And he, an idiot, a mere tavern thug, had dared to look.
"What the hell...?" he murmured to himself, the color draining from his face like water down a drain. His legs began to tremble, first slightly, then uncontrollably, losing all the strength that had been holding them up. "I feel... I feel like I'm burning inside. Like something is... looking at me from within."
It wasn't a metaphor. He truly felt it. As if icy worms were slithering through his veins, as if his very soul was shrinking before the presence of something infinitely older and darker than anything he had faced in his years as a street thug.
The panic was instantaneous and undeniable.

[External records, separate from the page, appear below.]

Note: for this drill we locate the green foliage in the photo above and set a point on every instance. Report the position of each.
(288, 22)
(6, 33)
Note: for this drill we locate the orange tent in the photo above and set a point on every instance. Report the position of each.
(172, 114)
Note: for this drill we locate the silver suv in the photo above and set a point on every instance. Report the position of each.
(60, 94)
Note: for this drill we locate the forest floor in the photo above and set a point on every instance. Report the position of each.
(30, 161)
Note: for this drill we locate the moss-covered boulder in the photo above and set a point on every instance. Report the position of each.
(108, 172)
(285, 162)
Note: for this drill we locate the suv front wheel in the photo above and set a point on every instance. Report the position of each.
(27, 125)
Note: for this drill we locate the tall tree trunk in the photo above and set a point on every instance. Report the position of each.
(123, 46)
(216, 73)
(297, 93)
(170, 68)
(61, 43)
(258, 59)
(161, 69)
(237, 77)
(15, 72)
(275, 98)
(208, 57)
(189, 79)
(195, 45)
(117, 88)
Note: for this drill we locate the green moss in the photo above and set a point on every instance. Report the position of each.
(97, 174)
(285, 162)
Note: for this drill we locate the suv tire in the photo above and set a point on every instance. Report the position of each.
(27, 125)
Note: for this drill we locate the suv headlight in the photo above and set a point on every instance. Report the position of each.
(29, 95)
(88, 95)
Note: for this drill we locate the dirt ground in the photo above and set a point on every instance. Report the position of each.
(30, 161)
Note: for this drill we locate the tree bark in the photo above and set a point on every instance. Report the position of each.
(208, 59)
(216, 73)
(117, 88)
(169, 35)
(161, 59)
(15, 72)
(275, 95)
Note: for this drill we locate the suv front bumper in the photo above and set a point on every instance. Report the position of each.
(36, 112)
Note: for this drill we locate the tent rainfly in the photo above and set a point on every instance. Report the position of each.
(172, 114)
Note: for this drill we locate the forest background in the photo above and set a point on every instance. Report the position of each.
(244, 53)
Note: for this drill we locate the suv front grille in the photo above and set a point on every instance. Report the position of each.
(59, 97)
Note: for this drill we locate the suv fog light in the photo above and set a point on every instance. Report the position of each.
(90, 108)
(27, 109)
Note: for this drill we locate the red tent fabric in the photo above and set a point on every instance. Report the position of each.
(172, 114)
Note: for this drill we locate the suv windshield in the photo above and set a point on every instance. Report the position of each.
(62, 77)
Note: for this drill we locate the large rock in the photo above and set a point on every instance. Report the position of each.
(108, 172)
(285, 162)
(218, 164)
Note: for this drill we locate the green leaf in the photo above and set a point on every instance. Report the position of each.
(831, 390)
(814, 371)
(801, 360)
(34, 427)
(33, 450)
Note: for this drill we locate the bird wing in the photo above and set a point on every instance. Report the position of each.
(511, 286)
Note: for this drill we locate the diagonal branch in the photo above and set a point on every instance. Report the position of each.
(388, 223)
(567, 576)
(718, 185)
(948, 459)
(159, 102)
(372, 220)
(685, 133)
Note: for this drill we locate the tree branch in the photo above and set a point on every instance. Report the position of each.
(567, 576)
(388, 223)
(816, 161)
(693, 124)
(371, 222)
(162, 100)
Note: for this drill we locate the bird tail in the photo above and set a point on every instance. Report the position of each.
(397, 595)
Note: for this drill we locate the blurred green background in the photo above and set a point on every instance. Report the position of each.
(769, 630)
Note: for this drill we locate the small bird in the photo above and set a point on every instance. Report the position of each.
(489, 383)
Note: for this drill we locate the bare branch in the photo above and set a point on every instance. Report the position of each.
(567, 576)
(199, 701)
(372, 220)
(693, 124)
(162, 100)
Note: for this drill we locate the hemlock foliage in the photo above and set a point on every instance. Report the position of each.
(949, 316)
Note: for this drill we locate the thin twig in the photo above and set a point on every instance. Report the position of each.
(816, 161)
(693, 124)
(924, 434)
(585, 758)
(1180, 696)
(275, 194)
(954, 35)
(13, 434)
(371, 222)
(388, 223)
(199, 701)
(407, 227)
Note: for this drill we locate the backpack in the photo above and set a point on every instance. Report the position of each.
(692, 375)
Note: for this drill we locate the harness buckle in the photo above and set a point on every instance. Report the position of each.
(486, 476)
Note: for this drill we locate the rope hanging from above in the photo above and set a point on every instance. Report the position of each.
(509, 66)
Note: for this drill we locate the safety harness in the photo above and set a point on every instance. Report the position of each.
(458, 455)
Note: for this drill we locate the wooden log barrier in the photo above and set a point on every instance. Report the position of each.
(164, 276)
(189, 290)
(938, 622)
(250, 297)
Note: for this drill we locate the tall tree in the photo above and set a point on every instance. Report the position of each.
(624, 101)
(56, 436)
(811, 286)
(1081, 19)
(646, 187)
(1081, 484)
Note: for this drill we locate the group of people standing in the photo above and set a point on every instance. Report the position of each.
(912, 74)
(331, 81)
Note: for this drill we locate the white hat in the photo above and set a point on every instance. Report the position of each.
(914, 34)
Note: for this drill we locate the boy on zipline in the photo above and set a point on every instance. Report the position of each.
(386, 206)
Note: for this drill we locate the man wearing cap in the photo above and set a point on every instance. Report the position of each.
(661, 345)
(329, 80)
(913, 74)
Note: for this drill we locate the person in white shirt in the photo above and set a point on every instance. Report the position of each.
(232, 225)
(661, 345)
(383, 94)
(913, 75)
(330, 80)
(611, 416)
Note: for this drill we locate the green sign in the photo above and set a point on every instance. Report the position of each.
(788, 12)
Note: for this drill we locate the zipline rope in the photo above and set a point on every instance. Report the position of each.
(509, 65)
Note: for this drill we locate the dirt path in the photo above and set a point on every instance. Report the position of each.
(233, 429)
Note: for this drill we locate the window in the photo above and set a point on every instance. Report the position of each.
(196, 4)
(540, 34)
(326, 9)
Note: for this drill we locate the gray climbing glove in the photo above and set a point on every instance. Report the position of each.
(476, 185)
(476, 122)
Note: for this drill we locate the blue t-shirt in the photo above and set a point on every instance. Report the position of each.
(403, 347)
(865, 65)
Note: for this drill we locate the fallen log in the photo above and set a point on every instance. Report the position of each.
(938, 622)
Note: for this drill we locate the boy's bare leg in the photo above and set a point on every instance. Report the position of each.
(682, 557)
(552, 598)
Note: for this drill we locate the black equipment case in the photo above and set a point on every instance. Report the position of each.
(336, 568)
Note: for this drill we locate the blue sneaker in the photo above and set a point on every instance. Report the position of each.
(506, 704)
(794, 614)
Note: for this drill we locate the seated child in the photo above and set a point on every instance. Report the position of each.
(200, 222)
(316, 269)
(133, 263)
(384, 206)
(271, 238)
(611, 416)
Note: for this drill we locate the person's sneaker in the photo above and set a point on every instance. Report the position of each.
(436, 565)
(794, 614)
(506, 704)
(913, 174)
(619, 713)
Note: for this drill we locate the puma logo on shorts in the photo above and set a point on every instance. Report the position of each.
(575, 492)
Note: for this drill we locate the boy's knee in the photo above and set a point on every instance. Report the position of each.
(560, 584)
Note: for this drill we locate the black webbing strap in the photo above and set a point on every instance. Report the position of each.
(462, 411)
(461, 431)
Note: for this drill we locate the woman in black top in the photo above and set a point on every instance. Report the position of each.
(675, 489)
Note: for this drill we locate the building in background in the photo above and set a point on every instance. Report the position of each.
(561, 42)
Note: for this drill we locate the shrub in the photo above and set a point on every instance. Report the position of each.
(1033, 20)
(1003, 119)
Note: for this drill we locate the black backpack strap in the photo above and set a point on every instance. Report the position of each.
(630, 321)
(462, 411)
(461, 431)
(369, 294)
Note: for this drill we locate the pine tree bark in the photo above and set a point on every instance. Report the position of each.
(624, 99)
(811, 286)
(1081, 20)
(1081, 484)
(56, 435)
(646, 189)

It wasn't a conscious decision. It was pure, animal instinct, the same that makes a rabbit flee when it senses the shadow of the hawk. The same that makes a dog cower when a true wolf stares it down.
The three troublemakers stumbled back as if struck by an invisible wave. The skinny one tripped over a chair and fell flat on his back on the dirty floor, hitting his head against the hydraulic tiles with a wet smack. Another slammed into a nearby table, spilling drinks and earning curses from patrons who, seeing his terrified expression, chose to keep quiet. The leader, the one with the square jaw, simply staggered backward, his eyes so wide they looked ready to pop out of their sockets.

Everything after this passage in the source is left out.